Introduction
The book Mysterium Paschale: The Mystery of Easter is historical research aimed to unveil a mystery of the Christ resurrection and origins of Easter. The value of the research is that it is based on deep historical analysis of documents and the Bible, and proposes readers a unique interpretation of this sacred event and its background. The book discusses many hypotheses and controversial questions related to the resurrection and Easter. von Balthasar underlines that this liturgical, hymnic language of exaltation, cited from the pre-Pauline tradition, indicates that the first Christians thought of Christ’s resurrection as being his glorious, final transformation. So far from being a mere reanimation, his resurrection was understood to have anticipated the general, glorious resurrection expected by apocalyptic literature. Paul and other New Testament writers followed this early tradition in both ways. They presented Jesus’ resurrection as his glorious, definitive transformation. Second, they knew his resurrection to be the beginning of the final, general resurrection.
Main body
The main value of the research is that its analysis the Bible and all its parts related to resurrection. To express Jesus’ glorious transformation Paul strains language by speaking of a “spiritual body” — that is a bodily human existence which has been radically transfigured by the power of the Holy Spirit. Luke and John present the transformation involved in Jesus’ resurrection by the details of his appearing and disappearing at will. Special attention is devoted to the issue describing how did the first Christians know that this event had taken place. To answer that question, the author goes back to the ministry of Jesus. What did Peter, Mary Magdalene, and the others among the first group of disciples see Jesus’ doing and hear him saying? This hypothesis argues that the disciples thought and prayed their way through the crisis of Calvary and reached the conclusion not only that Jesus had been right about God but also that he must now be alive with his Father.
According to this continuity hypothesis, in moving to their resurrection faith, the disciples were substantially helped by Jewish beliefs about the divine vindication of martyred, eschatological. prophets.
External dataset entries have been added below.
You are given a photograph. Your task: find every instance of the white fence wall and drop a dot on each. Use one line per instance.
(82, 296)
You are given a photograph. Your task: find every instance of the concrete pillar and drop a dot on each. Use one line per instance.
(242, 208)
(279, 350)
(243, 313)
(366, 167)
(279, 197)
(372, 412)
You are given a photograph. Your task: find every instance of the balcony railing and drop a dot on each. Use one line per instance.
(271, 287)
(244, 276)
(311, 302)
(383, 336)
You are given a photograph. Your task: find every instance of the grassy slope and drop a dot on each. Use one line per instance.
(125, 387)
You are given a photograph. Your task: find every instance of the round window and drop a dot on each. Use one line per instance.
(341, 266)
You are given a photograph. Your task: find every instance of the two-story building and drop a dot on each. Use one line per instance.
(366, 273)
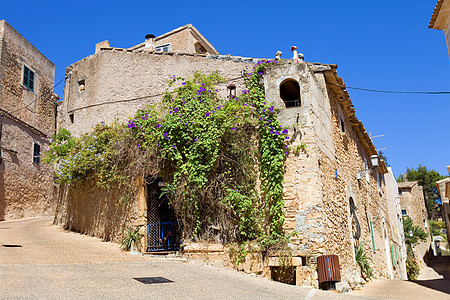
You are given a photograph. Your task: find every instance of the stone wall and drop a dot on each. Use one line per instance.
(321, 178)
(88, 209)
(26, 188)
(412, 200)
(117, 83)
(16, 52)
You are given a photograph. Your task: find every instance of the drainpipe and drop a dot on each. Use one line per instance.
(2, 115)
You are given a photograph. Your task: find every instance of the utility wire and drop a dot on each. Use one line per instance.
(391, 92)
(238, 78)
(32, 102)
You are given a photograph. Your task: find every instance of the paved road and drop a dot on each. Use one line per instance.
(55, 264)
(433, 283)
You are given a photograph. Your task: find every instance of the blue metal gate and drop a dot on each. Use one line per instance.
(165, 236)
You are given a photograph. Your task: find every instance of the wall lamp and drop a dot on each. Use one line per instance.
(375, 161)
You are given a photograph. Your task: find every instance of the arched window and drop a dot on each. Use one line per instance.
(290, 93)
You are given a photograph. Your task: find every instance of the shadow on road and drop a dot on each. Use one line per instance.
(440, 264)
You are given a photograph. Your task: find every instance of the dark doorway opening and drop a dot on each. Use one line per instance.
(164, 231)
(290, 93)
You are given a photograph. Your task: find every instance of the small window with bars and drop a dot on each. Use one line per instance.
(164, 48)
(36, 153)
(28, 78)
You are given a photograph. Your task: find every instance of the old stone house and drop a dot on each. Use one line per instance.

In this way some have argued that the appearances of the risen Lord and the discovery of his empty tomb were simply not necessary to call forth the disciples’ Easter faith. Perhaps the “appearances” were no more than a way of expressing the psychological breakthrough when the disciples finally saw the real truth about Jesus and drew the conclusion that he had to be alive and with God. All this traditional material taken over by St. Paul shows that claims about Jesus’ resurrection from the dead go back to the very origins of the Christian movement. How then should we sum up the primary content of those claims coming from A.D. 30-50 — that is to say, from the crucial two decades before Paul and then other New Testament authors began writing their works? In essence the first Christians announced that through the divine power Jesus himself had been raised to new life. The primary claim was not that Jesus’ cause continued, or that the disciples themselves had been “raised” to a new consciousness and a life of faith by coming to see that Jesus had been right about God.
Conclusion
The primary claim was that the crucified Jesus had been personally brought from the state of death to that a new and everlasting life. I suppose this research does not have limitations proposing readers a vivid and interesting narrative about the most important event in modern history. The only possible limitation is subjectivity and the author’s view thus it is typical for every monograph.
References
von Balthasar, Hans Urs. Mysterium Paschale: The Mystery of Easter. Ignatus Press.